La plaine terne fume lentement sous le ciel bas et gris. Crevée par les labours, la terre molle des collines est noire. Dans les prés, l’herbe rare et tenace luit sous le givre. Ici et là, quelques bosquets de troncs efflanqués sortent du sol. Cela fait déjà longtemps que les bouleaux ne sont plus que de minces fuseaux d’argent, et l’aulnaie qui borde l’étang ne montre plus que de courts doigts sombres.

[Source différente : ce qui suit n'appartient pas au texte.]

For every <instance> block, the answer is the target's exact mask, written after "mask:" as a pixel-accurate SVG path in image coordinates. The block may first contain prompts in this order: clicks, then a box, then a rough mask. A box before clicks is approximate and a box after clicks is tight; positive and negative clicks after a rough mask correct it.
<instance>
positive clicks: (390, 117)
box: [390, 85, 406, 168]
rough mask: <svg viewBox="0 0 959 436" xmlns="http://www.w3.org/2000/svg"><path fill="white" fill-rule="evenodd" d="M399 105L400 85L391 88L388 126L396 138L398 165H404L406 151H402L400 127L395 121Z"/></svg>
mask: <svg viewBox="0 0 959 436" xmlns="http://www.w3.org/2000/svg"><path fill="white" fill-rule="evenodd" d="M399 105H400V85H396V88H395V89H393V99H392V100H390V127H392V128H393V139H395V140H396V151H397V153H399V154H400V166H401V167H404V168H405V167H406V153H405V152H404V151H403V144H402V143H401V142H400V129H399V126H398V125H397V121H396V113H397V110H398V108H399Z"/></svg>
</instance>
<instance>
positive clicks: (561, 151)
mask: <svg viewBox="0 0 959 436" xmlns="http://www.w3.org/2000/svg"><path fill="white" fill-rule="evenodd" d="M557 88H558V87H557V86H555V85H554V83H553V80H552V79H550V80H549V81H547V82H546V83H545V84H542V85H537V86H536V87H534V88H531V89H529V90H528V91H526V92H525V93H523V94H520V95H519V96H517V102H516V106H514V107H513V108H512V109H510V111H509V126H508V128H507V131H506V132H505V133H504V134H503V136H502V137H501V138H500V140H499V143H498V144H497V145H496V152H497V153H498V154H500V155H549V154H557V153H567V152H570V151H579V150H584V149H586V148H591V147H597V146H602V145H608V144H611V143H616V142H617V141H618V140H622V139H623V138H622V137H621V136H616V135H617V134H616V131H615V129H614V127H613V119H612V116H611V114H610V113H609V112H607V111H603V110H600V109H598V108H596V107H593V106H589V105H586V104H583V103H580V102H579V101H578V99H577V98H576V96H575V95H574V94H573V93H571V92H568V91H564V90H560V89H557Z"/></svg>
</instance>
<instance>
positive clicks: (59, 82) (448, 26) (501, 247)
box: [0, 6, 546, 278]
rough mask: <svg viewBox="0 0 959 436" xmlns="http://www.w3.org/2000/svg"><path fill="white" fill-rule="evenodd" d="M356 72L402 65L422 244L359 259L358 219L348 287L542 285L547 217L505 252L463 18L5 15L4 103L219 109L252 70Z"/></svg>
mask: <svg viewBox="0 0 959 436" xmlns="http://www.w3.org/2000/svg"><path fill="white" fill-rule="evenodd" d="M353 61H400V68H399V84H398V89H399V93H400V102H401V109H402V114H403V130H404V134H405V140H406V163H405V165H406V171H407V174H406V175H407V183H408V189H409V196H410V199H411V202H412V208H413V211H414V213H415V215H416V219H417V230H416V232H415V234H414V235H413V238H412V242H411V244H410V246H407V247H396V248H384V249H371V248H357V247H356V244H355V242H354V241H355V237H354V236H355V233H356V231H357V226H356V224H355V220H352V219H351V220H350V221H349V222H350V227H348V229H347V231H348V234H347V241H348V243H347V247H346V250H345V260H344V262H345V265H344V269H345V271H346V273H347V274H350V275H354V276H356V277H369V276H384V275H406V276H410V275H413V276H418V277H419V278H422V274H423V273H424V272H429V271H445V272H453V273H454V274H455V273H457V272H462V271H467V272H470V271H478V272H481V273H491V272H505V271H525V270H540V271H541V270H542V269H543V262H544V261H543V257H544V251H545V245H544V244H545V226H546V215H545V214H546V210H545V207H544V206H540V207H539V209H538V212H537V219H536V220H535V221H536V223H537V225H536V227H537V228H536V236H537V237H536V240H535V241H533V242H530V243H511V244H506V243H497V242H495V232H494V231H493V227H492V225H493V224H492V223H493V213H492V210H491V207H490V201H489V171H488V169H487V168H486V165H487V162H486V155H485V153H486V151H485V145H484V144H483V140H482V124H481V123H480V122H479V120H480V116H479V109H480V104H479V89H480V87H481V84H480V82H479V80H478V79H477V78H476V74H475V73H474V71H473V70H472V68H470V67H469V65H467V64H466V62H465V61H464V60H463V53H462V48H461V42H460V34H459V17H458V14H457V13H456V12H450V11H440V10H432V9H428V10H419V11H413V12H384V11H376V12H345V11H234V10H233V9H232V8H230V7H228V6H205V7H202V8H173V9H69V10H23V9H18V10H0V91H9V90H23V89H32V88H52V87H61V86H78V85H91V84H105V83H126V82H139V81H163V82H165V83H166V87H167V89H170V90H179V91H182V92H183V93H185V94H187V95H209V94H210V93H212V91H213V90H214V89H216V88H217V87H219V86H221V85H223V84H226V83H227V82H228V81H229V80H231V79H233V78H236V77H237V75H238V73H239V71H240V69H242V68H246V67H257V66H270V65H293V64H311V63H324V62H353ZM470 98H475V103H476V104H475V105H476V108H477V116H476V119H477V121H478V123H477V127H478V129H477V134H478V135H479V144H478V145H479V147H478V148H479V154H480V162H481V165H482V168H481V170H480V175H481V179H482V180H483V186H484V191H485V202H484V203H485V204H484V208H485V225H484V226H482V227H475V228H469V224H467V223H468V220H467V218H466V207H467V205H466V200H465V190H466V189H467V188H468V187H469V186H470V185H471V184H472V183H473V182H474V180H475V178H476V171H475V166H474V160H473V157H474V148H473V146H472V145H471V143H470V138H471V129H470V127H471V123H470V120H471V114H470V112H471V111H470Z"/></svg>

L’hiver vient : désormais même les frênes et les chênes sont nus, pauvres silhouettes de plumeaux déplumés, fines résilles de branches et de rameaux qui ne ferment plus l’horizon – il est vrai que la brume s’en charge.
Perché au flanc d’une colline banale, un arbre isolé porte encore tout un feuillage sombre et dense, dessinant sur l’horizon immobile et vide une boule noire et obstinée.
Soudain – coup de vent ? coup du sort ? – l’arbre s’évanouit ! Ses feuilles s’éparpillent, chutent, tombent, remontent, s’envolent, virevoltent en striant le ciel lourd ; puis le tourbillon revient s’accrocher aux branches et l’arbre renait.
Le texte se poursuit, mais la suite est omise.